Inhibiting USP7 Activity Without Direct Binding

P5091 is the first identified specific USP7 inhibitor through a high-throughput screening from a small-molecule library using a ubiquitin-phospholipase A2 enzyme reporter assay (Nicholson and Suresh Kumar, 2011; Chauhan et al., 2012). It has been found that P5091 potently and selectively inhibits the deubiquitinating activity of USP7 with an IC50 value of 4.2 μM, without affecting other DUBs at 100 μM (Chauhan et al., 2012). As expected, P5091 induces the polyubiquitination of MDM2 and MDMX and accelerates their proteasomal degradation in MM cells, thereby activating p53 and its downstream target p21 (Chauhan et al., 2012). It has further been observed that P5091 induces cancer cell death and overcomes chemoresistance in MM cells in vitro and in MM xenograft models in vivo. Moreover, P5091 has been shown to inhibit cell proliferation and induce cell cycle arrest and apoptosis in colorectal cancer (An et al., 2017; Fu et al., 2019), ovarian cancer (Wang et al., 2017b), and Ewing sarcoma (Stolte et al., 2018) cells in vitro and in vivo. Besides, P5091 inhibits the Wnt signaling by enhancing the ubiquitination and degradation of β-catenin, suggesting that β-catenin is a potential substrate of USP7 (An et al., 2017).

Considering the important role of USP7 in Treg cell functions, Wang et al. (2016a) have recently demonstrated that P5091 promotes the antitumor immune response by impairing the immunosuppressive activity of Treg cells. Fu et al. (2019) have further evaluated the efficacy and possible molecular mechanisms of P5091 in the colon cancer CT26 xenograft model. The USP7 inhibitor has comparable efficacy versus anti-PD-1 antibody in inhibiting the growth of CT26 xenograft tumors in mice. Mechanism studies have shown that P5091 treatment down-regulates IL-10 expression and upregulates the expression of IFN-γ and TNF-α in tumor tissue at the mRNA level (Fu et al., 2019). Similar changes have been observed in serum from tumor-bearing mice at the protein level. Importantly, P5091 treatment increases IFN-γ expression in both CD4+ and CD8+ T cells from the spleen of tumor-bearing mice, which suggests that this compound boosts the antitumor immune response (Fu et al., 2019). It has been further found that P5091 down-regulates the expression of Foxp3 in CD4+ T cells and decreases the proportion of Treg cells in vivo, suggesting an impaired immune tolerance in the tumor microenvironment.
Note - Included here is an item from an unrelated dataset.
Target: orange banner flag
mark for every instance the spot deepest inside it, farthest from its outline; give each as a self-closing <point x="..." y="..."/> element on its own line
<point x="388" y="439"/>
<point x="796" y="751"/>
In addition, a new class of P5091 derivatives has recently been designed and synthesized, and a lead compound termed compound 14 has been discovered to inhibit the deubiquitinating activities of both USP7 and USP47 with IC50 values of 0.42 and 1.0 μM, respectively (Weinstock et al., 2012). Compound 14 also activates p53 and p21 in HCT116 human colon cancer cells (Weinstock et al., 2012). A pyrrole alkaloid, named spongiacidin C has recently been isolated from the marine sponge Stylissa massa and identified as a specific USP7 inhibitor with an IC50 of 3.8 μM (Yamaguchi et al., 2013). However, neither compound 14 nor spongiacidin C are evaluated for their anticancer activity yet.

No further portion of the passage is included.